Reorganization and Business Combination

 

On July 16, 2019, 180 and each of 180 LP, Katexco and CBR Pharma completed a corporate restructuring, pursuant to which 180 LP, Katexco and CBR Pharma became wholly-owned subsidiaries of 180 (the “Reorganization”). It was determined that Katexco was the accounting acquirer in the Reorganization and the remaining companies were the accounting acquirees.

 

On November 6, 2020 (the “Closing Date”), the Company consummated the previously announced business combination (the “Business Combination”) following a special meeting of stockholders held on November 5, 2020, where the stockholders of the Company considered and approved, among other matters, a proposal to adopt that certain Business Combination Agreement (as amended, the “Business Combination Agreement”), dated as of July 25, 2019. Pursuant to the Business Combination Agreement, among other things, a subsidiary of the Company merged with and into 180, with 180 continuing as the surviving entity and a wholly- owned subsidiary of the Company (the “Merger”).

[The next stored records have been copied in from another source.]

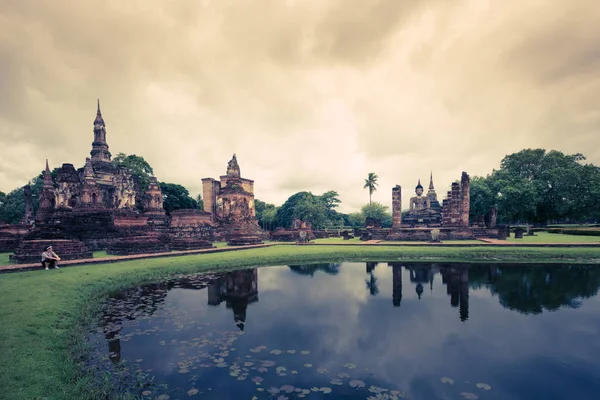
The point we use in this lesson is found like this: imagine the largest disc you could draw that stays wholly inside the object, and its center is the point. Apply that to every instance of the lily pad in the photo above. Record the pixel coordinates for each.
(356, 383)
(287, 388)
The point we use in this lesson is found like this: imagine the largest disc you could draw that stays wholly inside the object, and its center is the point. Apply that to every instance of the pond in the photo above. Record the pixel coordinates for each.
(357, 331)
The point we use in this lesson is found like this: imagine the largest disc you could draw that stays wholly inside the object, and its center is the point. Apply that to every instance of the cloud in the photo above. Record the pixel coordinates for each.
(311, 95)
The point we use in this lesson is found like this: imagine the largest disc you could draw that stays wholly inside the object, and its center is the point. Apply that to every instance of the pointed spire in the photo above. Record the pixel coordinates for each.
(419, 185)
(99, 120)
(47, 177)
(88, 172)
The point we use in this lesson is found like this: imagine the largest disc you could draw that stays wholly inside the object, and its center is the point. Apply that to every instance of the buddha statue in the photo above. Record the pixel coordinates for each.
(419, 203)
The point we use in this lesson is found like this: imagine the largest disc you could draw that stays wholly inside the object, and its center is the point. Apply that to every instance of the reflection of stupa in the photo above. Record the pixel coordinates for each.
(238, 289)
(421, 274)
(456, 279)
(396, 283)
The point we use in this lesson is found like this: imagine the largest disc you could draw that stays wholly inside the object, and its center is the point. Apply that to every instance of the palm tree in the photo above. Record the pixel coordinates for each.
(371, 184)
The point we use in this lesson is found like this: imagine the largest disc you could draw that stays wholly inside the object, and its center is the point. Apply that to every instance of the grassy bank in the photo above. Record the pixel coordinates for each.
(45, 314)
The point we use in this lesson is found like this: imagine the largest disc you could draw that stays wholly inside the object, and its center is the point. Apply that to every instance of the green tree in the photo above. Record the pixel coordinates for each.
(378, 211)
(176, 197)
(538, 186)
(356, 219)
(266, 214)
(138, 167)
(371, 184)
(200, 202)
(12, 207)
(306, 207)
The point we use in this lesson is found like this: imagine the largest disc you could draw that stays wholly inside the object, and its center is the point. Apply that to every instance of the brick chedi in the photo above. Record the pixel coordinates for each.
(231, 204)
(98, 205)
(47, 200)
(451, 218)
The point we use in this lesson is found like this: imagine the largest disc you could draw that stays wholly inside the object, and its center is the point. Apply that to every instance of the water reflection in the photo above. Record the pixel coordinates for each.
(331, 328)
(237, 289)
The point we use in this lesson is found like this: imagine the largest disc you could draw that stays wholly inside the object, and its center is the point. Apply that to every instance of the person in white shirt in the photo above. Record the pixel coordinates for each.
(49, 258)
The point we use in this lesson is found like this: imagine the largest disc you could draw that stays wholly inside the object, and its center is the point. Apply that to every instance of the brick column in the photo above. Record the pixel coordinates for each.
(465, 200)
(396, 207)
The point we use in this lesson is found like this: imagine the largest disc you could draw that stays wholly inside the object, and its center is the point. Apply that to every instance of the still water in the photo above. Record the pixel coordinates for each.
(371, 331)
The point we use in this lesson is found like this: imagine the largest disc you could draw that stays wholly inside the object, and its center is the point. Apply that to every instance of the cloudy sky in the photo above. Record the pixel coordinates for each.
(310, 94)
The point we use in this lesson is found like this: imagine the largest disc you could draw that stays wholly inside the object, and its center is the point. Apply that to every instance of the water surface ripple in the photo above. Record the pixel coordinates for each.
(371, 331)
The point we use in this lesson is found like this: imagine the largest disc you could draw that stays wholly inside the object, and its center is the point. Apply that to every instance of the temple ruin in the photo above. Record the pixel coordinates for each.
(230, 202)
(425, 213)
(102, 206)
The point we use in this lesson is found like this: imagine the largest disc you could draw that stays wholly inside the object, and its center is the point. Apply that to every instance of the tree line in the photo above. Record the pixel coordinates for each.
(532, 185)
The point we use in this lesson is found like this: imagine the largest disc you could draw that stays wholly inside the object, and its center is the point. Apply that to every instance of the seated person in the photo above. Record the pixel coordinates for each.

The Merger became effective on November 6, 2020 (see Note 4 – Business Combination).

 

Risks and Uncertainties

 

Regarding the COVID-19 pandemic, a continuation or worsening of the levels of market disruption and volatility seen in the recent past could have an adverse effect on the Company’s ability to access capital, on the Company’s business, results of operations and financial condition. Management continues to monitor the developments and have taken active measures to protect the health of the Company’s employees, their families and the Company’s communities. The ultimate impact will depend heavily on the duration of the COVID-19 pandemic and public health responses, as well as the substance and pace of macroeconomic recovery, all of which are uncertain and difficult to predict considering the continuing evolving landscape of the COVID-19 pandemic and the public health responses to contain it.

 

Management has evaluated, and will continue to evaluate, the impact of the COVID-19 pandemic on the industry and has concluded that while it is reasonably possible that the virus could have a negative effect on the Company’s financial position, results of its operations and/or completion of business combination, the specific impact is not readily determinable as of the date of these consolidated financial statements. The follow up time for patient data and the statistical analysis for the Phase 2b Dupuytren’s Contracture clinical trial was delayed as a result of COVID-19, but such follow-up and statistical analysis are now completed and the Company announced the top-line data results from the Phase 2b trial on December 1, 2021. Additionally, COVID-19 has delayed the initiation of certain clinical trials and may delay the initiation of other clinical trials in the future or otherwise have a material adverse effect on our future operations. The consolidated financial statements do not include any adjustments that might result from the outcome of this uncertainty.